L'introduction de la nouvelle politique économique a amené le gouvernement des soviets à remplacer progressivement la mobilisation du travail par le travail libre, réglé par contrat entre les parties intéressées[24].
Par arrêté du 3 novembre 1921 le Conseil des commissaires du peuple a exempté des travaux obligatoires en masse certaines catégories d'ouvriers et d'employés. Il a libéré d'une manière générale de l'emploi périodique à ces travaux les employés et les ouvriers travaillant dans les entreprises, les institutions et les exploitations agricoles de l'État, à condition qu'ils observent les règlements du Conseil des commissaires du peuple relatifs à la lutte contre les absences illégales.

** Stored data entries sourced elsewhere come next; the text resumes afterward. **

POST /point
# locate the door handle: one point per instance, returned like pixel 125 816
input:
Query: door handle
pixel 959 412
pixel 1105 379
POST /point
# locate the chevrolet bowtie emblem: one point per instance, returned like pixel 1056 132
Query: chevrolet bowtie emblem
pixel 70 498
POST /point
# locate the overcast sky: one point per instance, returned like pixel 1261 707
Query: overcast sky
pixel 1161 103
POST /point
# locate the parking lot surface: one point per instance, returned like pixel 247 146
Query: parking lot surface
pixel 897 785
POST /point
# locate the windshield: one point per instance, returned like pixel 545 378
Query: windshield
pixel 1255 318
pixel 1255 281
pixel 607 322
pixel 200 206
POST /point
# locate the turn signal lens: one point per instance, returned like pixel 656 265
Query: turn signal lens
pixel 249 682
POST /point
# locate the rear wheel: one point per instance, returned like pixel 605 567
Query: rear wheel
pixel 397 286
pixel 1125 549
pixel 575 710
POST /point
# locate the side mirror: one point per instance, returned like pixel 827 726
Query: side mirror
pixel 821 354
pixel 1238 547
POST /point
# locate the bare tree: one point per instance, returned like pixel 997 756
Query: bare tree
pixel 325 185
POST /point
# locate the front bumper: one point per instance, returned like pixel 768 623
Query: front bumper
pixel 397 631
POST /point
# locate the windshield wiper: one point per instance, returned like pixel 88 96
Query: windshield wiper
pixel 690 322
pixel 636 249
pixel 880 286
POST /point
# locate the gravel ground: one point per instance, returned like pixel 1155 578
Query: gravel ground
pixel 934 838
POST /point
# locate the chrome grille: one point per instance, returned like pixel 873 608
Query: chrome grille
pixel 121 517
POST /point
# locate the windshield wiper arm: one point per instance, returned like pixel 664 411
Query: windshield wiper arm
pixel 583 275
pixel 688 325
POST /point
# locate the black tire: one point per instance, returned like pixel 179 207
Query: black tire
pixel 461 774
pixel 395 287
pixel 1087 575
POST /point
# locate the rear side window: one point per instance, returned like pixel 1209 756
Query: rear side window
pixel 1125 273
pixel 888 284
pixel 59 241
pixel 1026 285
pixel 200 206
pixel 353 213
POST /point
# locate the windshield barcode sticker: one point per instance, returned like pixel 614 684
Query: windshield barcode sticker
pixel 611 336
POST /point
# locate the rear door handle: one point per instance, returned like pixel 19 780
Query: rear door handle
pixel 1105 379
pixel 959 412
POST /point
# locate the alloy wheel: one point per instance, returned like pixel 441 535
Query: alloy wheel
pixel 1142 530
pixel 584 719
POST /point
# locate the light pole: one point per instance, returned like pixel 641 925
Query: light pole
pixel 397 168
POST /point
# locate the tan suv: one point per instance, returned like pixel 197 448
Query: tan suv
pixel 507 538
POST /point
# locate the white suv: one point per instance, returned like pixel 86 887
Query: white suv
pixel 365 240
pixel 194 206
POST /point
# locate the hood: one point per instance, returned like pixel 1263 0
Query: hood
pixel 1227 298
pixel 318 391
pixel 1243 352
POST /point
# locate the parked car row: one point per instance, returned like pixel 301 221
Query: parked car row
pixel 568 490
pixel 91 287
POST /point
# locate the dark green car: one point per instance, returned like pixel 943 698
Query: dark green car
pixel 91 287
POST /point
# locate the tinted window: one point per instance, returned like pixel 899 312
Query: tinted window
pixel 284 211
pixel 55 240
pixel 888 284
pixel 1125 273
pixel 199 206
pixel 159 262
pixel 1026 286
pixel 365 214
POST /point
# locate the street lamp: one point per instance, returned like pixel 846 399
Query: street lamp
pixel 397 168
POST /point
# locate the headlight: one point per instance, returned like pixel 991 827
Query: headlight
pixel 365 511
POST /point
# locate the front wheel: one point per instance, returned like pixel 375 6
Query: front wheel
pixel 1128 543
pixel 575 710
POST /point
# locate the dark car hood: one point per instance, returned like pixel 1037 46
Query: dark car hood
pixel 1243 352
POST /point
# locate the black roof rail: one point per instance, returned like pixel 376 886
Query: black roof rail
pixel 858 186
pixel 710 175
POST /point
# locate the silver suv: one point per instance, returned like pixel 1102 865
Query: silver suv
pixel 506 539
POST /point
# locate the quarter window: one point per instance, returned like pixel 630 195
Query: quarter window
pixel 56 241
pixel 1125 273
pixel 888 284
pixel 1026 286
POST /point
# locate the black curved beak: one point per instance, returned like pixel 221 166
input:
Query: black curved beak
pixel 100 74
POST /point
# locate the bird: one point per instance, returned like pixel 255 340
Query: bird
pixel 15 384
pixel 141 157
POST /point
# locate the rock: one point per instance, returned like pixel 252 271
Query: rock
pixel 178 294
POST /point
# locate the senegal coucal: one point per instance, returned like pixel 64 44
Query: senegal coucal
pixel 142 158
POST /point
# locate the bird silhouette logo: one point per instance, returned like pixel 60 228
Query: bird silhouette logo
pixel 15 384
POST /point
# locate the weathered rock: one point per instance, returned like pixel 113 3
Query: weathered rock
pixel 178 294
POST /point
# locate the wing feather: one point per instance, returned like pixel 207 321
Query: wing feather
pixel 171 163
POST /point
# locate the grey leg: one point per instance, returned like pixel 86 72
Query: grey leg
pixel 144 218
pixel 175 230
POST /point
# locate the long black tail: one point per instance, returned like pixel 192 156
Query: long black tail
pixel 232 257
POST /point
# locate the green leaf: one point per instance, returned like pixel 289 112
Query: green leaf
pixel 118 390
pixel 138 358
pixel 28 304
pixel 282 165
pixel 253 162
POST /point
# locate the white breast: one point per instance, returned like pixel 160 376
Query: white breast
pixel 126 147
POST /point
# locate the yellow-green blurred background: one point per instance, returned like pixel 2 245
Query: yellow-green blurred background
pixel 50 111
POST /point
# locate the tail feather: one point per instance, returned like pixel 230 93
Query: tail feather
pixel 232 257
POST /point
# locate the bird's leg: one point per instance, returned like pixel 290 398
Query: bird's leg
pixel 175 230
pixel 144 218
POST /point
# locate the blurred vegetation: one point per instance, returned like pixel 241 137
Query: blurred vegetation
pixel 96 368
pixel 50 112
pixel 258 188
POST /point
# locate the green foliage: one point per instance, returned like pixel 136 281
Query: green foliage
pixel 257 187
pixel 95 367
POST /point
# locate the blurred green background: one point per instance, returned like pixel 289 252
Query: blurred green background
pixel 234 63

L'exemption s'applique également aux travailleurs des organismes centraux des coopératives, des syndicats et de leurs sections locales. Ces catégories d'ouvriers et d'employés peuvent cependant être requis, en vertu des prescriptions générales sur le travail obligatoire, de participer aux travaux de secours nécessités par des calamités publiques, telles qu'incendies, inondations, obstruction des voies de communication par la neige, etc. D'autres dérogations peuvent encore être apportées aux règles sus-énoncées dans des cas exceptionnels, par décision spéciale du Conseil du travail et de la défense.
L'arrêté du Conseil du travail et de la défense du 17 août 1921 prescrit que l'ordre d'embauchage ou de congédiement est établi par la direction (administration) de l'entreprise, d'accord avec les syndicats intéressés et par la Section du travail du soviet local. Toutefois, le décret du 9 février 1922 a fixé les règles suivantes concernant l'embauchage et le congédiement des ouvriers.
Les Sections du travail auprès des soviets locaux des ouvriers et des paysans sont chargées du placement des travailleurs dans toutes les entreprises et institutions sans exception. Elles reçoivent les offres d'emplois qui leur sont adressées par les directions des entreprises et doivent répondre dans les trois jours si la main-d'œuvre demandée est disponible ou non. Quand plusieurs ouvriers inscrits possèdent les qualifications requises pour occuper un même emploi ils sont convoqués au travail d'après l'ordre d'inscription.
Les entreprises ont le droit également d'embaucher de la main d'œuvre sans recourir à l'intermédiaire de la Section du travail, à condition de faire enregistrer par celle-ci les engagements effectués. De même, quand un ouvrier passe directement d'une entreprise à une autre d'après un accord intervenu entre les deux directions, il faut que ce déplacement soit enregistré ultérieurement par les Sections du travail compétentes.
Le renvoi d'un travailleur est autorisé dans les cas suivants:
- 1o En cas de fermeture partielle ou totale d'une entreprise ou d'annulation de certaines commandes.
- 2o En cas d'arrêt du travail de plus d'un mois.
- 3o En cas d'expiration du délai prévu dans le contrat ou en cas d'achèvement des travaux temporaires pour lesquels l'ouvrier a été engagé.
- 4o Lorsque l'incompétence du travailleur est reconnue à la suite d'un stage.
- 5o Lorsque le travailleur commet une infraction aux lois sur le travail ou aux règlements intérieurs de l'entreprise.
- 6o Lorsque l'ouvrier se rend coupable d'un délit.
- 7o En cas d'absence pour cause de maladie pendant plus de deux mois, ou pour cause de grossesse ou de couches pendant plus de quatre mois.
- 8o Dans le cas où le travailleur en exprime le désir.
Dans les quatre premiers cas l'administration ou le patron doit prévenir le travailleur deux semaines avant le renvoi et en informer en même temps la Section du travail locale. À défaut de préavis, l'entrepreneur est obligé de payer une indemnité de renvoi de douze jours de salaire. Dans les cinquième et sixième cas aucun préavis n'est nécessaire, mais le salaire doit être payé jusqu'au jour où a lieu le renvoi.